Distance-based indexing: Observations, applications, and improvements.

机译：基于距离的索引：观察，应用和改进。

获取原文

获取原文并翻译 | 示例

页面导航

摘要
著录项
相似文献
相关主题

摘要

Multidimensional indexing has long been an active research problem in computer science. Most solutions involve the mapping of complex data types to high-dimensional vectors of fixed length and applying either Spatial Access Methods (SAMs) or Point Access Methods (PAMs) to the vectorized data.; In more recent times, however, this approach has found its limitations. Much of the current data is either difficult to map to a fixed-length vector (such as arbitrary length strings), or maps only successfully to a very high number of dimensions. In both cases, Distance-Based Indexing serves as an attractive alternative, relying only on the pairwise distance information of data items to build indices that offer efficient similarity search retrieval.; In this work, distance-based indexing is approached first in a general fashion, where a framework is laid out that encompasses both distance-based indexing methods as well as SAMs and PAMs. Shared properties of various seemingly unrelated data structures can be exploited, as is shown by the presentation of a single (and optimal) search algorithm that works on a variety of trees for a variety of different search types.; The motivation for distance-based indexing is then shown via an application of indexing strings (biological sequences, to be exact). By simply showing that a distance function satisfies the properties of a metric, it is illustrated that many forms of data, with various distribution characteristics can successfully be indexed with distance-based indexing.; Finally, a probabilistic approach towards indexing leads to an improved tree construction algorithm, as well as an information based search algorithm that searches the information stored in any data structure, regardless of the form (i.e., whether the structure is a tree or a matrix, the algorithm performs equally well).

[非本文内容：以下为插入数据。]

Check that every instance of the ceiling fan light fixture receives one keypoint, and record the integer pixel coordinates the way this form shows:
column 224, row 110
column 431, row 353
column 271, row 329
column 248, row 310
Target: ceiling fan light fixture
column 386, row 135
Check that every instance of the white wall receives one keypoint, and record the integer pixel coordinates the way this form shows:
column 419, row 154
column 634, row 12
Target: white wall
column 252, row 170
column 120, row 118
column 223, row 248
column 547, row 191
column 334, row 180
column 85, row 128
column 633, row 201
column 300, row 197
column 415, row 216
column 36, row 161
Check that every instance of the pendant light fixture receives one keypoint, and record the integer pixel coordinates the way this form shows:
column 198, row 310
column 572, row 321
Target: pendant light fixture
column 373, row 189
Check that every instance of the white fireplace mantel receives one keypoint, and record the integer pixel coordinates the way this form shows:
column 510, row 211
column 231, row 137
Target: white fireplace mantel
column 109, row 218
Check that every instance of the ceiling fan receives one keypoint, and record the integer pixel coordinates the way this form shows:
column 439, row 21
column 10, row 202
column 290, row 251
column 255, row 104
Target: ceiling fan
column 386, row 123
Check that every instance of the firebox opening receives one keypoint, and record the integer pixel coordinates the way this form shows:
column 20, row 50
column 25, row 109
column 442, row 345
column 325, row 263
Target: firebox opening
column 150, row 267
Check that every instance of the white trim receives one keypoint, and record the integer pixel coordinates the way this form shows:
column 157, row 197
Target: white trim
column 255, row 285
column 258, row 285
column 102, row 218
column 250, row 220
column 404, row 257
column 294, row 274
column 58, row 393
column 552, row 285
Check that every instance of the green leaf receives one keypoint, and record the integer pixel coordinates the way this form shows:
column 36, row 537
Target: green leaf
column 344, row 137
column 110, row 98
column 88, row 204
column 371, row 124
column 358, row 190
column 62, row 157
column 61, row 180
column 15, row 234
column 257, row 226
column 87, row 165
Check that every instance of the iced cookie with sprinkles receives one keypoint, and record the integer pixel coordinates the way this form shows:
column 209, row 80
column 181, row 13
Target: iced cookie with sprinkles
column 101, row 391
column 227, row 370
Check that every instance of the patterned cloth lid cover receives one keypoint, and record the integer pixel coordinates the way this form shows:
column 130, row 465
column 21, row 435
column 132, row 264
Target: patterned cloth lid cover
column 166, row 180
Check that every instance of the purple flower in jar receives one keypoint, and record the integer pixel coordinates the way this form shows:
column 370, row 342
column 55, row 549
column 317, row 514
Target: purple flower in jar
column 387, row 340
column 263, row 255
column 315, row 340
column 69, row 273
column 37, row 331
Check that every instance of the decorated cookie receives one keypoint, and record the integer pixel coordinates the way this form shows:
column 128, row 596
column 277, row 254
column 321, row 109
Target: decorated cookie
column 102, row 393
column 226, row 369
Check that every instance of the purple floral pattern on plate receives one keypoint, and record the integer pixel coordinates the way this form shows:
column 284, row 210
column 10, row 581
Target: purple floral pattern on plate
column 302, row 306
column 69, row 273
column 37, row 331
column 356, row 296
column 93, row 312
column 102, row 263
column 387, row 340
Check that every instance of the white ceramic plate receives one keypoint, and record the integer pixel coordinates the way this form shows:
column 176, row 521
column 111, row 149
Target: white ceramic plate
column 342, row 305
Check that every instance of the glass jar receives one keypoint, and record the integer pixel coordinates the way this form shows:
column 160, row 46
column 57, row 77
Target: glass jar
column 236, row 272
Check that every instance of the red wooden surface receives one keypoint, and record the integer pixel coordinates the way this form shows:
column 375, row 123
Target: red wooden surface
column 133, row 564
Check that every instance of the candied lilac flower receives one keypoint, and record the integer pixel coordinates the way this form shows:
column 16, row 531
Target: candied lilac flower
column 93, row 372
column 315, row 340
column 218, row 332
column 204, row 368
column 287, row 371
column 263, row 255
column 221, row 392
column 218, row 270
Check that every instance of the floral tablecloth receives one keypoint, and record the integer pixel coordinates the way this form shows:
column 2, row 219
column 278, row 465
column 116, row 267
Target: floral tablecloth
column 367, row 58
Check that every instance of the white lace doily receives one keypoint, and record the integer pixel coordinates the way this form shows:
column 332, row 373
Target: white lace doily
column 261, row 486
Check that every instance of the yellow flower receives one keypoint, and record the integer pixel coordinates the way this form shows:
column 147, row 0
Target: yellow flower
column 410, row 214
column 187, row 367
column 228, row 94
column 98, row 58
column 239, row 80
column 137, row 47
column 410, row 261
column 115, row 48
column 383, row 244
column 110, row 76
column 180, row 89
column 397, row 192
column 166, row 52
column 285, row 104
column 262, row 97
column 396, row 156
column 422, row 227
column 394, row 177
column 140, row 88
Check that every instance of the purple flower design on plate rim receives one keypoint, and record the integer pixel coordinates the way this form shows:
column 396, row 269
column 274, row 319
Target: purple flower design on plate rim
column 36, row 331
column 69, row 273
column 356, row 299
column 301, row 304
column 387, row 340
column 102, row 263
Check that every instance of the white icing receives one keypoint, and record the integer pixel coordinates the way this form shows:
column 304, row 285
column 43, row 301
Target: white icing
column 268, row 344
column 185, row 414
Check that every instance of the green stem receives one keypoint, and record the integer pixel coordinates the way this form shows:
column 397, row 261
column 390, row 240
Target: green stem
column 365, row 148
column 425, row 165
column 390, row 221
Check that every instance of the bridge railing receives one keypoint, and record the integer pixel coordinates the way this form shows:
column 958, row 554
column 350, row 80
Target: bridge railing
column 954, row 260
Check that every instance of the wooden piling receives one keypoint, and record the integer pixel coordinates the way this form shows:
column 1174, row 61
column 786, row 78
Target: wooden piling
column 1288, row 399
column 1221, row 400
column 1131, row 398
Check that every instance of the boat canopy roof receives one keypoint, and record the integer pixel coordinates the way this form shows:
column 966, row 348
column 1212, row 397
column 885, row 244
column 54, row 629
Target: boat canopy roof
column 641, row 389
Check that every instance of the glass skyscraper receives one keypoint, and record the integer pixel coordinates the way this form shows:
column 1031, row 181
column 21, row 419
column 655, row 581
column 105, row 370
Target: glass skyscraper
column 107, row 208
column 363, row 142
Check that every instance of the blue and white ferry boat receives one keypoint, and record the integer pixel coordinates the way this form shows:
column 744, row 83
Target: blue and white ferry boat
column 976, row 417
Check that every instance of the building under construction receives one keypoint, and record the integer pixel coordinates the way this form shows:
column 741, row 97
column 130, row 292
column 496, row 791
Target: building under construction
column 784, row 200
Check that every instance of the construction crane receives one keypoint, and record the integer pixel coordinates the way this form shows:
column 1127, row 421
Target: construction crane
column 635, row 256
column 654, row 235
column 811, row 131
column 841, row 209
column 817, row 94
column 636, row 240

机译：多维索引长期以来一直是计算机科学中的一个活跃的研究问题。大多数解决方案都涉及将复杂数据类型映射到固定长度的高维向量，并将空间访问方法（SAM）或点访问方法（PAM）应用于矢量化数据。但是，在最近一段时间，这种方法已经发现了其局限性。许多当前数据要么很难映射到固定长度的向量（例如任意长度的字符串），要么很难成功地映射到很多维。在这两种情况下，基于距离的索引都是一种有吸引力的选择，它仅依赖于数据项的成对距离信息来构建提供有效相似搜索检索的索引。在这项工作中，首先以通用方式处理基于距离的索引，在此框架中，提出了一个框架，其中包括基于距离的索引方法以及SAM和PAM。可以利用各种看似不相关的数据结构的共享属性，如单个（最优）搜索算法的呈现所显示的那样，该算法对各种不同搜索类型的各种树都起作用。然后，通过应用索引字符串（准确地说是生物序列）来显示基于距离的索引的动机。通过简单地显示距离函数满足度量标准的属性，可以说明具有各种分布特征的多种形式的数据可以成功地通过基于距离的索引进行索引。最终，一种采用概率方法进行索引的方法会导致改进的树结构算法以及基于信息的搜索算法，该算法搜索存储在任何数据结构中的信息，而不论其形式（即结构是树还是矩阵，该算法的效果同样好）。

著录项

作者
Tasan, Murat.;
展开▼
作者单位

Case Western Reserve University.;

展开▼
授予单位 Case Western Reserve University.;
学科 Computer Science.
学位 Ph.D.
年度 2006
页码 198 p.
总页数 198
原文格式 PDF
正文语种 eng
中图分类自动化技术、计算机技术;
关键词

相似文献

外文文献
中文文献
专利

1. Targeted genome modification technologies and their applications in crop improvements. (Special issue: Plant science and biotechnology in China (Volume I).) [J] . Chen KunLing, Gao CaiXia Plant Cell Reports . 2014,第4期

机译：靶向基因组修饰技术及其在作物改良中的应用。（特刊：中国植物科学与生物技术（第一卷）。）
2. Applications of positron emission tomography/computed tomography image fusion in clinical positron emission tomography-clinical use, interpretation methods, diagnostic improvements. [J] . Cohade C, Wahl RL Seminars in Nuclear Medicine . 2003,第3期

机译：正电子发射断层扫描/计算机断层扫描图像融合在临床正电子发射断层扫描中的应用-临床用途，解释方法，诊断改进。
3. Distance-based weighted sparse representation to classify motor imagery EEG signals for BCI applications [J] . S. R. Sreeja, Himanshu, Debasis Samanta Multimedia Tools and Applications . 2020,第19a20期

机译：基于距离的加权稀疏表示，用于对BCI应用程序进行分类电机图像EEG信号
4. Distance-based indexing of residue contacts for protein structure retrieval and alignment [C] . Sacan Ahmet, Toroslu I. Hakki, Ferhatosmanoglu Hakan IEEE International Conference on BioInformatics and BioEngineering . 2008

机译：蛋白质结构检索与对准残留触头的基于距离的索引
5. Distance-based indexing and its applications in bioinformatics [D] . Mao, Rui 2007

机译：基于距离的索引及其在生物信息学中的应用
6. Genetic Background Comparison Using Distance-based Regression with Applications in Population Stratification Evaluation and Adjustment [O] . Qizhai Li, Sholom Wacholder, David J. Hunter, -1

机译：遗传背景相比在使用基于距离的回归在人群分层评价和调整应用程序
7. NIR Spectroscopy and Microspectroscopy Analysis of Intact Soybean Seeds for Food Applications through Composition Improvements. Version 2.0 [O] . Tiefeng You, I. C. Baianu 2011

机译：通过改善成分，对食品用完整大豆种子进行近红外光谱和显微光谱分析。版本2.0
8. Ensemble Single Column Modeling in the Tropics: Derivation of Observed Forcing Data Sets, Estimation of Observation Uncertainty and Application to Parametrization Improvements. [R] . Jakob, C., May, P., Seed, A., 2012

机译：热带地区的集合单柱建模：观测强迫数据集的推导，观测不确定度的估计及其在参数化改进中的应用。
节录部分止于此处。